Ibisevic was at a charity event at a restaurant when someone ran in and said that a man had just jumped off a roof nearby. Ibisevic reacted quickly.
“The guy didn’t make it, even though we tried our best and gave it all we had to attempt to save this man,” Ibisevic told Westword.
However, because of his actions, Ibisevic will be awarded on February 21 this year.
“But it’s not just his first-responder instincts that make Ibisevic stand out in the sheriff’s department,” the Westword article said.
Ibisevic was born in 1990 in a village near Srebrenica. His father Junuz was also a police officer. He joined Bosnia’s Army at the beginning of the war and was engaged in defending the town.
The last time Melis saw her father was July 11, 1995 – the day Bosnian Serb forces marched into Srebrenica.
Junuz Ibsevic's remains were found in a mass grave about 10 years ago, Westword reported.
“According to the autopsy, there were bullet holes through his rib cage, his head, and his legs were missing. He didn’t have his legs,” Melis told the newspaper.
While Junuz Ibisevic was trying to escape that day, the Bosnian Serb soldiers sent Melis, his sister and their mother to an old factory where they separated the women and children from men. This is where Melis lost his grandfather.
The family was then transported to the territory controlled by the Bosnian Army. They ended up in Sarajevo, but in 1999, Mina Ibisevic applied to move to the US and the family ended up in Denver three years later.
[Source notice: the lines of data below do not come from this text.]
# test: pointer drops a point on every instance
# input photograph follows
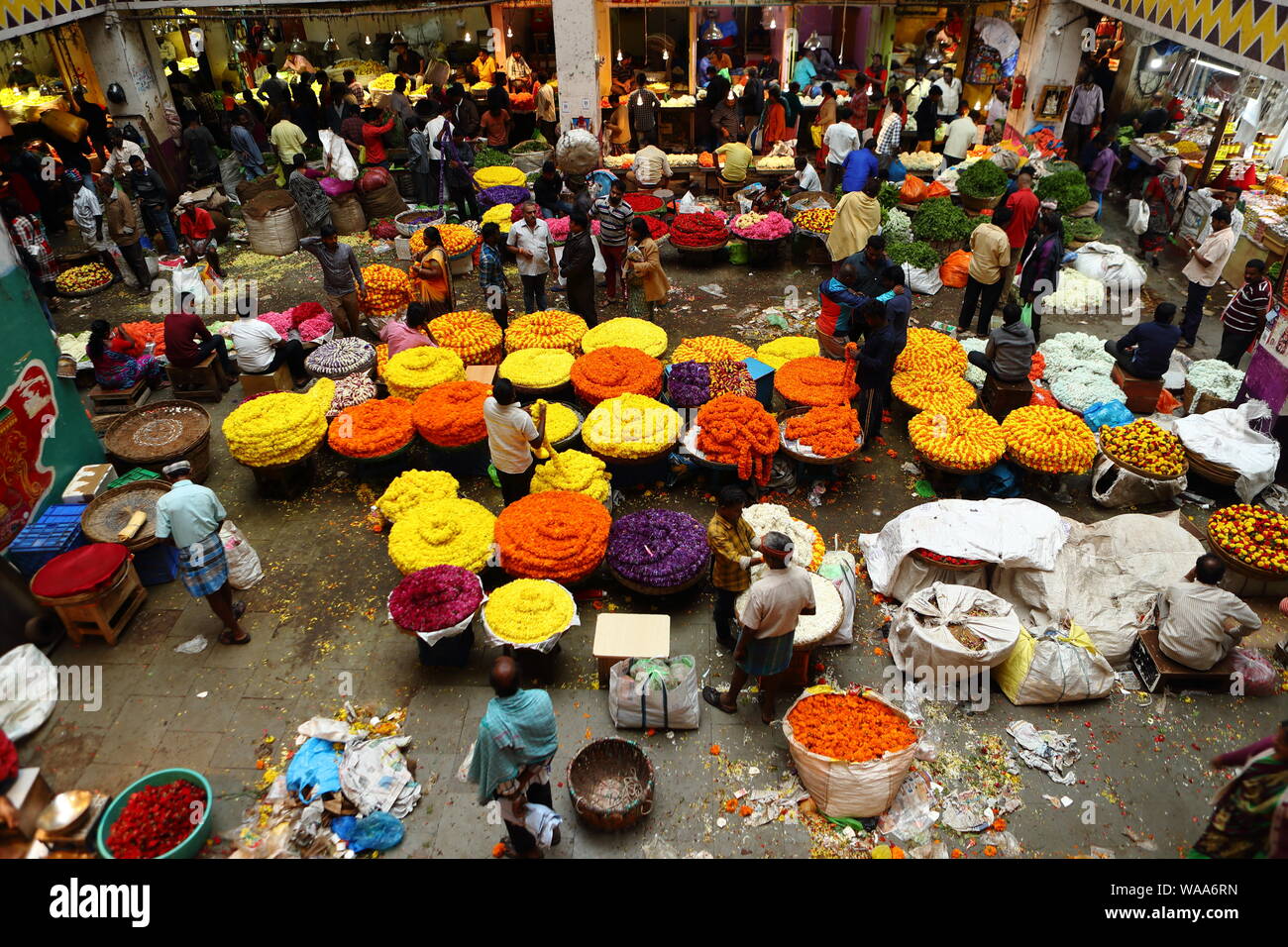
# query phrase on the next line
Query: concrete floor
(320, 617)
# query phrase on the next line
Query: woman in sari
(114, 368)
(432, 277)
(1163, 195)
(1250, 815)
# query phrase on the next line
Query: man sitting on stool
(1009, 355)
(1198, 621)
(1146, 350)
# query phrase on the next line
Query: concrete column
(124, 53)
(576, 56)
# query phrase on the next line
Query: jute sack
(850, 789)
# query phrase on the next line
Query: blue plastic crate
(54, 532)
(158, 565)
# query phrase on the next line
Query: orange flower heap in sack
(387, 290)
(557, 535)
(828, 432)
(930, 352)
(546, 329)
(735, 429)
(849, 727)
(372, 429)
(472, 334)
(711, 348)
(816, 381)
(451, 414)
(616, 369)
(966, 440)
(932, 392)
(1048, 440)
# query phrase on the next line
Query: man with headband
(771, 611)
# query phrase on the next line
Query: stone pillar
(124, 53)
(578, 59)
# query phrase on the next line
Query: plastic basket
(54, 532)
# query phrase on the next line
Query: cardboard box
(621, 634)
(89, 482)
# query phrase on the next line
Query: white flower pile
(1216, 377)
(772, 517)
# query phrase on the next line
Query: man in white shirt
(1198, 621)
(510, 434)
(529, 241)
(840, 140)
(262, 351)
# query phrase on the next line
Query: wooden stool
(202, 380)
(116, 401)
(103, 611)
(1141, 393)
(1003, 397)
(277, 380)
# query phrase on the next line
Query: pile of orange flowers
(616, 369)
(711, 348)
(735, 429)
(472, 334)
(387, 290)
(546, 329)
(849, 727)
(557, 535)
(373, 428)
(829, 432)
(816, 381)
(451, 414)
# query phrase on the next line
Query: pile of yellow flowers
(442, 532)
(500, 214)
(780, 352)
(500, 174)
(1050, 440)
(630, 333)
(966, 440)
(546, 329)
(711, 348)
(472, 334)
(630, 425)
(561, 420)
(278, 428)
(529, 611)
(413, 488)
(416, 369)
(537, 368)
(574, 471)
(930, 352)
(932, 392)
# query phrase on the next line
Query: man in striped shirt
(614, 219)
(1244, 317)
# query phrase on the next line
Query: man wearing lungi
(189, 515)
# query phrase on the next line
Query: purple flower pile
(502, 193)
(658, 548)
(690, 384)
(436, 598)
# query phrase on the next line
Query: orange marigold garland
(614, 369)
(816, 381)
(555, 535)
(451, 414)
(735, 429)
(372, 429)
(832, 431)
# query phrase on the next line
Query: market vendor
(732, 557)
(1146, 350)
(510, 436)
(1198, 621)
(769, 616)
(189, 517)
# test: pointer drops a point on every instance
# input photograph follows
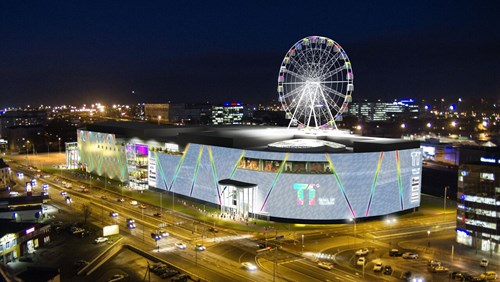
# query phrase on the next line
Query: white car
(484, 263)
(101, 240)
(378, 266)
(248, 266)
(361, 261)
(180, 245)
(362, 252)
(409, 255)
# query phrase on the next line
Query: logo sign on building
(151, 169)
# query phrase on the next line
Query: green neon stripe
(275, 181)
(237, 163)
(178, 167)
(196, 169)
(214, 172)
(334, 172)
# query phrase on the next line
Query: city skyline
(160, 52)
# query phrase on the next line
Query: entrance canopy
(236, 183)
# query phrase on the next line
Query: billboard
(328, 186)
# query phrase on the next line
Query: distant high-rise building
(157, 112)
(478, 205)
(229, 113)
(384, 111)
(21, 118)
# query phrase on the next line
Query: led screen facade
(297, 185)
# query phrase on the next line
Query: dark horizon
(60, 52)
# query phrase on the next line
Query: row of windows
(290, 166)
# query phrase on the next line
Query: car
(116, 277)
(101, 240)
(362, 252)
(213, 229)
(180, 245)
(394, 253)
(248, 266)
(433, 263)
(489, 275)
(378, 267)
(325, 265)
(361, 261)
(199, 247)
(437, 269)
(406, 275)
(484, 262)
(80, 263)
(409, 255)
(155, 236)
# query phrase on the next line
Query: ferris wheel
(315, 83)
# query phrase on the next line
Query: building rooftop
(249, 137)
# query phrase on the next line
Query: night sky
(55, 52)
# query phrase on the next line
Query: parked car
(200, 247)
(378, 266)
(437, 269)
(101, 240)
(394, 253)
(248, 266)
(361, 261)
(409, 255)
(325, 265)
(362, 252)
(214, 230)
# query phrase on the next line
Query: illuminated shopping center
(266, 172)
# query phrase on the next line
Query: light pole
(428, 240)
(353, 220)
(444, 205)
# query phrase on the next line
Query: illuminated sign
(30, 230)
(489, 160)
(300, 193)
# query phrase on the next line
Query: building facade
(478, 203)
(291, 184)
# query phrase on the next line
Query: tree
(86, 211)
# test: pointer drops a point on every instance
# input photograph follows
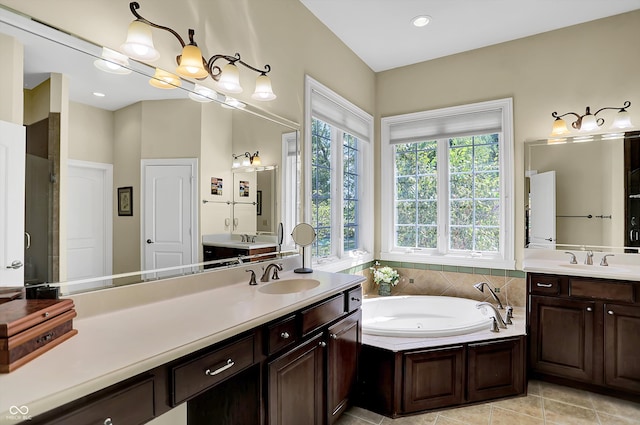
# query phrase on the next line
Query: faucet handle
(604, 262)
(252, 279)
(573, 257)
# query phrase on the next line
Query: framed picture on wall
(125, 200)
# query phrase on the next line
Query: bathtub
(423, 316)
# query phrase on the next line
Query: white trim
(365, 251)
(195, 238)
(387, 219)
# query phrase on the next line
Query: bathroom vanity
(234, 353)
(585, 331)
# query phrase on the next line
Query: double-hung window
(447, 186)
(339, 160)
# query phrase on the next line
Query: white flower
(385, 275)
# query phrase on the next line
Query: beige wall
(592, 64)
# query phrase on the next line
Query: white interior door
(169, 230)
(542, 209)
(89, 220)
(12, 237)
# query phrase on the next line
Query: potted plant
(385, 277)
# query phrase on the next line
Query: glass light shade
(139, 44)
(589, 123)
(622, 120)
(203, 94)
(559, 127)
(191, 63)
(112, 62)
(164, 80)
(263, 89)
(230, 79)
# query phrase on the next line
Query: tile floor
(545, 404)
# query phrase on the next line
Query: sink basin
(289, 286)
(603, 269)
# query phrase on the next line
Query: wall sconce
(191, 63)
(246, 160)
(590, 122)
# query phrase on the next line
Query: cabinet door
(433, 379)
(562, 333)
(296, 385)
(342, 363)
(496, 369)
(622, 339)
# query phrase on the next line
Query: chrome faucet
(497, 316)
(573, 257)
(480, 287)
(589, 258)
(265, 275)
(604, 262)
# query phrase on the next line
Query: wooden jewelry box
(31, 327)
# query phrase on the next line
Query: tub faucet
(589, 258)
(265, 275)
(497, 316)
(480, 287)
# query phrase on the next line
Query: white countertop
(404, 343)
(120, 343)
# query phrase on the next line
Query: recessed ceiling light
(421, 20)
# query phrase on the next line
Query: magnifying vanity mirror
(87, 157)
(583, 193)
(303, 235)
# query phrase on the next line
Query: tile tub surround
(545, 404)
(417, 281)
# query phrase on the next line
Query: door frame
(107, 170)
(195, 239)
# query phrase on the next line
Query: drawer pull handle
(229, 364)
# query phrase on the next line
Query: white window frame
(364, 252)
(389, 252)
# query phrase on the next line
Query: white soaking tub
(423, 316)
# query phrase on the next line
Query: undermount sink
(604, 269)
(288, 286)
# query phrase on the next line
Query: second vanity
(584, 323)
(232, 352)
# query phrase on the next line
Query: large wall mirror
(583, 192)
(132, 182)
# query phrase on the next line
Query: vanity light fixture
(589, 122)
(247, 160)
(191, 63)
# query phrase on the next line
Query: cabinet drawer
(193, 377)
(131, 404)
(281, 334)
(544, 285)
(582, 288)
(354, 299)
(321, 314)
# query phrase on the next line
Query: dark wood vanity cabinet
(585, 330)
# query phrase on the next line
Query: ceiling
(381, 34)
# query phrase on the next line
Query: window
(447, 186)
(339, 158)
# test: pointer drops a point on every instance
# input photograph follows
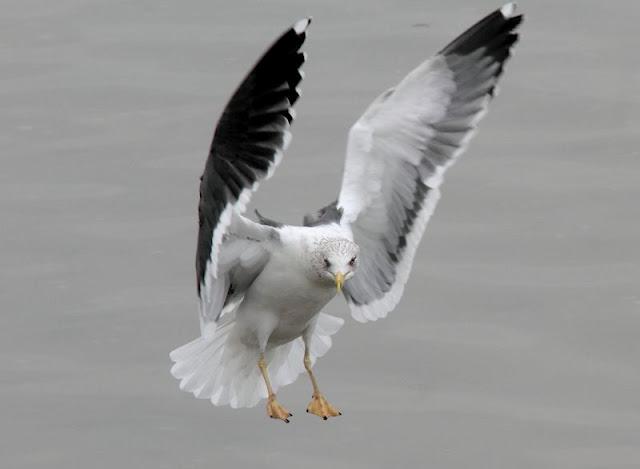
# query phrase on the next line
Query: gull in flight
(262, 284)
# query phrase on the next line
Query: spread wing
(399, 149)
(248, 143)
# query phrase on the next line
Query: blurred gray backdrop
(517, 342)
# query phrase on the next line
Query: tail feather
(220, 368)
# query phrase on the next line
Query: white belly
(281, 303)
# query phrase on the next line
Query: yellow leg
(274, 409)
(318, 405)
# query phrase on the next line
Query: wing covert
(248, 142)
(399, 149)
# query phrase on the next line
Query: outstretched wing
(399, 149)
(248, 143)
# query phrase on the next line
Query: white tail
(219, 367)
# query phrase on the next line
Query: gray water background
(517, 342)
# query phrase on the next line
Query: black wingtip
(498, 24)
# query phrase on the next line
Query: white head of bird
(334, 261)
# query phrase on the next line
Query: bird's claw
(320, 406)
(276, 411)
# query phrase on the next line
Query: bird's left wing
(248, 143)
(399, 149)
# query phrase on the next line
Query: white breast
(285, 289)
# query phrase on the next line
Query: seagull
(262, 284)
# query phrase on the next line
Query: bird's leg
(274, 409)
(318, 405)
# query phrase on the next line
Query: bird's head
(335, 260)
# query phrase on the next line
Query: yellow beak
(339, 281)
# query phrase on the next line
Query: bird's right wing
(248, 143)
(401, 146)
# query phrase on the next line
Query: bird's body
(262, 285)
(285, 299)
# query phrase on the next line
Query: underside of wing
(251, 135)
(400, 148)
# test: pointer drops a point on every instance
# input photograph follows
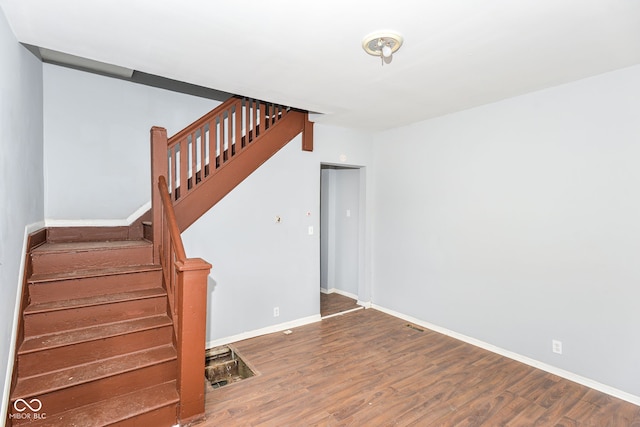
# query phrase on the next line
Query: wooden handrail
(172, 225)
(186, 281)
(179, 166)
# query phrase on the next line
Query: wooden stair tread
(94, 272)
(92, 333)
(115, 409)
(49, 247)
(80, 374)
(94, 300)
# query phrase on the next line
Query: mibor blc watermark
(28, 410)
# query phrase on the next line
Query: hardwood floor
(367, 368)
(334, 303)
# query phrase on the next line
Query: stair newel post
(159, 167)
(192, 308)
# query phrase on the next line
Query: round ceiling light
(383, 44)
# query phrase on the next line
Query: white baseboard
(339, 292)
(264, 331)
(28, 229)
(99, 222)
(518, 357)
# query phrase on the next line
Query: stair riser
(49, 360)
(61, 261)
(92, 286)
(70, 319)
(165, 416)
(94, 391)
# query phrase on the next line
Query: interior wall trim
(518, 357)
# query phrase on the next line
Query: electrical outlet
(556, 346)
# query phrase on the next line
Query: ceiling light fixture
(383, 44)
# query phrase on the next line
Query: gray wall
(97, 141)
(21, 183)
(517, 223)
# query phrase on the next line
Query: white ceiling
(456, 54)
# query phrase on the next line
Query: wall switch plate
(556, 346)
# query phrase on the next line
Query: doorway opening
(341, 238)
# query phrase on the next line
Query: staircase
(112, 330)
(98, 347)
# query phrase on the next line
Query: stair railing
(203, 148)
(180, 165)
(186, 283)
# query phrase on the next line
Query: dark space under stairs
(98, 344)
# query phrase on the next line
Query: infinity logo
(21, 405)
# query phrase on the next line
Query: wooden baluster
(184, 167)
(263, 117)
(238, 121)
(158, 168)
(254, 128)
(230, 144)
(247, 120)
(174, 172)
(203, 153)
(194, 159)
(223, 152)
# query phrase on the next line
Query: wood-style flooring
(367, 368)
(334, 303)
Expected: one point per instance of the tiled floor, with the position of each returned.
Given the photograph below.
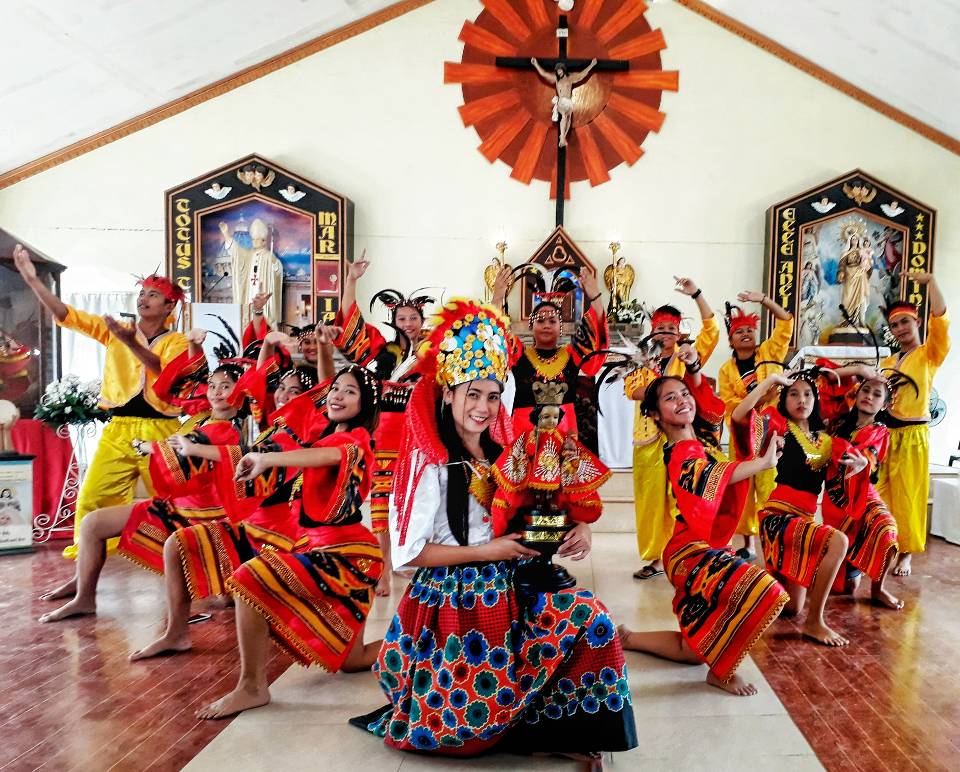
(70, 700)
(682, 723)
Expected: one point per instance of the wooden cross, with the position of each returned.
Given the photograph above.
(523, 63)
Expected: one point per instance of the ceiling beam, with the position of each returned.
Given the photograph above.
(207, 92)
(801, 63)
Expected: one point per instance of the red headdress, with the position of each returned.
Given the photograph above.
(164, 286)
(735, 317)
(663, 314)
(467, 342)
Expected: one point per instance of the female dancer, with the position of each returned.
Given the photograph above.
(184, 493)
(311, 600)
(198, 560)
(467, 663)
(654, 507)
(394, 364)
(723, 603)
(871, 532)
(800, 552)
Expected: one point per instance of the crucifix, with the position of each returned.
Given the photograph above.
(565, 73)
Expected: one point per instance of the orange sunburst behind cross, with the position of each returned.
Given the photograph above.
(511, 109)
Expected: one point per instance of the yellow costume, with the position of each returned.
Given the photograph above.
(115, 468)
(905, 476)
(654, 506)
(733, 391)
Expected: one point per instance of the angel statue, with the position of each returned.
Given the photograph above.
(618, 278)
(491, 272)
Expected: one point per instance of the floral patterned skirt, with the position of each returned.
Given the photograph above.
(468, 663)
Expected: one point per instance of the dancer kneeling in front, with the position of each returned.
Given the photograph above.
(469, 663)
(723, 603)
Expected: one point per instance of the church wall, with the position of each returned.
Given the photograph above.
(371, 118)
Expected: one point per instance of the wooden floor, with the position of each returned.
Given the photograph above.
(70, 700)
(890, 700)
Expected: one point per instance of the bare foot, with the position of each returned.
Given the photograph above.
(903, 567)
(850, 585)
(66, 590)
(881, 597)
(238, 700)
(823, 634)
(75, 608)
(162, 645)
(734, 685)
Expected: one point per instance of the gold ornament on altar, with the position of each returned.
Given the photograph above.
(862, 194)
(618, 277)
(490, 272)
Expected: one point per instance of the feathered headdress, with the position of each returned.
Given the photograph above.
(468, 341)
(735, 317)
(394, 300)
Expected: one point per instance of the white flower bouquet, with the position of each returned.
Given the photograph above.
(629, 313)
(68, 401)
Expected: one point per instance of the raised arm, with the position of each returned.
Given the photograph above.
(28, 271)
(325, 336)
(742, 411)
(747, 296)
(545, 74)
(127, 334)
(938, 306)
(584, 73)
(357, 269)
(253, 465)
(754, 466)
(688, 287)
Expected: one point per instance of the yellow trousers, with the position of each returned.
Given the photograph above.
(905, 484)
(761, 486)
(654, 506)
(112, 476)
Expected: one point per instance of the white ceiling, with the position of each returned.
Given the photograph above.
(70, 69)
(903, 52)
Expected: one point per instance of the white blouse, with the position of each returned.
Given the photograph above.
(428, 518)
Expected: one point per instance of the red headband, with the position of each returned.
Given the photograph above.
(903, 311)
(664, 316)
(743, 320)
(164, 286)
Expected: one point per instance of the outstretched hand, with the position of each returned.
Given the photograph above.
(507, 547)
(250, 467)
(685, 285)
(854, 460)
(125, 333)
(21, 259)
(577, 542)
(358, 267)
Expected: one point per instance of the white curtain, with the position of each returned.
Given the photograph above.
(83, 356)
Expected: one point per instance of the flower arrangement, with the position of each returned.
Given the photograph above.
(629, 313)
(887, 338)
(68, 401)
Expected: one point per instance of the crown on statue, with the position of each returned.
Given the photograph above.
(549, 393)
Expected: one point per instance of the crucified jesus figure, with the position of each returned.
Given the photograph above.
(565, 83)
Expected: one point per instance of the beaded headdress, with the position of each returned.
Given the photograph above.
(469, 342)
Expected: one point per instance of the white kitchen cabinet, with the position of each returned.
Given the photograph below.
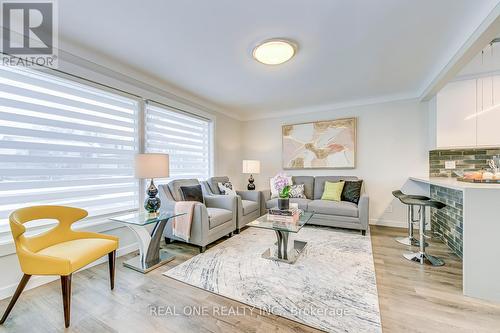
(456, 115)
(488, 111)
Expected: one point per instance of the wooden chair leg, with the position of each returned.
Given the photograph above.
(66, 291)
(111, 261)
(13, 301)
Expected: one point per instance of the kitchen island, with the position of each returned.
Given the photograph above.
(471, 227)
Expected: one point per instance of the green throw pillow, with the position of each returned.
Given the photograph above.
(333, 191)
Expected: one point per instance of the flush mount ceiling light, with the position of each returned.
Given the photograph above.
(274, 51)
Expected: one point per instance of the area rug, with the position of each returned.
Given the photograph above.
(331, 286)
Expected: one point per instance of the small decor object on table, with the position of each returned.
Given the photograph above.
(251, 167)
(149, 166)
(291, 215)
(282, 184)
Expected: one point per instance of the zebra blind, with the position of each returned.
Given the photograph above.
(65, 143)
(186, 138)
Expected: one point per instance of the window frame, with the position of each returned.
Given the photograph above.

None of them knew English.
However, Mina Ibisevic soon managed to get a job as a cleaner at a casino cleaner while Melis enrolled in sixth grade at Lakewood Elementary School.
Melis said he always wanted to follow his father’s footsteps and become a cop.
“The stories mom tells me of, ‘You’ll be like a superhero, you’re protecting people, saving lives…’ — that’s really what inspired me,” he told Westword.